Commodity Deflation and Its Effects on the World Economy

Slowdown in global activity and commodity deflation

World GDP (gross domestic product) growth for 2015 as forecast by the IMF (International Monetary Fund) in the month of October is 3.1%. Lower commodity and crude oil prices have been one of the main contributors to the global slowdown, among other factors.

Commodity Deflation and Its Effects on the World Economy

Above is a graph that shows the different GDP growth estimates from April to October for the current year.

Why falling energy prices affect advanced economies

The GDP growth projections for advanced economies by the IMF in April, July, October were 2.4%, 2.1%, and 2%, respectively, for 2015.

  • In the United States, the slowdown has been followed by weaker spending in the oil sector, as the United States is the largest producer of crude oil.
  • In Japan, inflation was lower than expected, thereby affecting both consumer spending and net exports.
  • In Canada, crude oil’s fall in price has led to lower capital expenditure, affecting growth projections.

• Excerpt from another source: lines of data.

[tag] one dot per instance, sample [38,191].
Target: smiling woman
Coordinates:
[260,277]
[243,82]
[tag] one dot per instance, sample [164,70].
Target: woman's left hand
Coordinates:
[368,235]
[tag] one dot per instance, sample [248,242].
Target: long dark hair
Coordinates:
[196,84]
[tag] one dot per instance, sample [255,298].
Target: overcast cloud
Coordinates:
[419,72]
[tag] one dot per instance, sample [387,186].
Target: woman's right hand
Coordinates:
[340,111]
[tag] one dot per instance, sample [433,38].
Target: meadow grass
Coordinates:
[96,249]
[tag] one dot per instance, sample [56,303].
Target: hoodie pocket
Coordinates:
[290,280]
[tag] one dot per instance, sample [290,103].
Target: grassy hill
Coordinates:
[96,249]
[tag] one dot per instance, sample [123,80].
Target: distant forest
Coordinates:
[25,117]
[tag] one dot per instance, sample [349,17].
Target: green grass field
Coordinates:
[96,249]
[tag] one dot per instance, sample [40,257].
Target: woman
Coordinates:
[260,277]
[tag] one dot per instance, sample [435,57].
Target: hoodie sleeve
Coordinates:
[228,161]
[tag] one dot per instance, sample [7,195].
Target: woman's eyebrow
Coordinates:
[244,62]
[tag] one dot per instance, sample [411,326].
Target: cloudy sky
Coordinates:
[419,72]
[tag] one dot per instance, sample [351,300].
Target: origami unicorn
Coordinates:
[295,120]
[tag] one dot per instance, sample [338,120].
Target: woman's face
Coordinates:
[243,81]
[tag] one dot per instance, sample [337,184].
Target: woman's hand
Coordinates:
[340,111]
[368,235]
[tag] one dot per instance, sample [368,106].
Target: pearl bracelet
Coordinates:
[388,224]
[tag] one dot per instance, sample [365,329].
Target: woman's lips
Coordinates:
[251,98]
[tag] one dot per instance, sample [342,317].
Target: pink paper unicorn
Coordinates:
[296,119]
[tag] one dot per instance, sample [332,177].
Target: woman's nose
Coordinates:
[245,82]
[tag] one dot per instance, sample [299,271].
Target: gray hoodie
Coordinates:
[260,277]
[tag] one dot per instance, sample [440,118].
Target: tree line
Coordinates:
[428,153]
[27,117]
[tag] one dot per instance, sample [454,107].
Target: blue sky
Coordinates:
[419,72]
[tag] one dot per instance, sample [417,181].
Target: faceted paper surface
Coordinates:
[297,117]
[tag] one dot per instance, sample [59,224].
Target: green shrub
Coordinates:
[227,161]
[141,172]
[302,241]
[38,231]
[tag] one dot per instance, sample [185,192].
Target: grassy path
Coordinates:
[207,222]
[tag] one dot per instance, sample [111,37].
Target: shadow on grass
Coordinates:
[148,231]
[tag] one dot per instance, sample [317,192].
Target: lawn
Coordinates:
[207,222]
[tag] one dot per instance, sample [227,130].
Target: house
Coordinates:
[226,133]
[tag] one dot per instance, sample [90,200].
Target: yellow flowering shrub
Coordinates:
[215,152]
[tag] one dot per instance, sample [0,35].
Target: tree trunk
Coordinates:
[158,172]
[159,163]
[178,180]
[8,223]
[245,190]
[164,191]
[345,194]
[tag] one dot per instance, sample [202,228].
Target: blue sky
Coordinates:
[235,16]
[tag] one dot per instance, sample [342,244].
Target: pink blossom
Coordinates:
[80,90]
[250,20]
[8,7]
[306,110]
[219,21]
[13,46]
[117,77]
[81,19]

Commodity Deflation and Its Effects on the World Economy

Emerging economy slowdown

The emerging economies GDP growth projections by the IMF in April, July, October were 4.3%, 4.2%, and 4%, respectively, for 2015. In China, imports have contracted, followed by a contraction in domestic consumption. China consumes ~50% of the world’s commodity output.

Most of the ASEAN (Association of Southeast Asian Nations) economies have shown weaker growth because of weaker exports and a slowdown in domestic demand.

Commodity Deflation and Its Effects on the World Economy

Above is a graph that shows the total import, export and GDP growth of emerging economies.

A comparison between developed and emerging market ETFs

Commodity Deflation and Its Effects on the World Economy

The graph above shows the performance of the iShares MSCI Developed Market ETF (EFA) and the iShares MSCI Emerging Market ETF (EEM) since April 2015. From April 2015 to October 2015, both EFA and EEM have been giving negative returns, but the EFA has outperformed the EEM in the stipulated time period.

  • 98% of the the iShares MSCI Developed Market ETF’s portfolio is invested in the stocks of various developed economies. The top ten holdings of the EFA constitutes 12.3% of its total assets. The top three companies in which the EFA invests are Nestle SA (NSRGF), Novartis AG (NVS), and Roche Holding (RHHBY), which constitute 2.0%, 1.8%, and 1.6% of the portfolio, respectively.
  • 75% of the iShares MSCI Emerging Market ETF’s portfolio is invested in the stocks of various emerging economies. The top three companies in the ETF are Samsung Electronics (SSNLF), Taiwan Semiconductor Manufacturing (TSM), and Tencent Holdings (TCEHY), which constitute 3.2%, 2.9%, and 2.6% of the overall portfolio, respectively.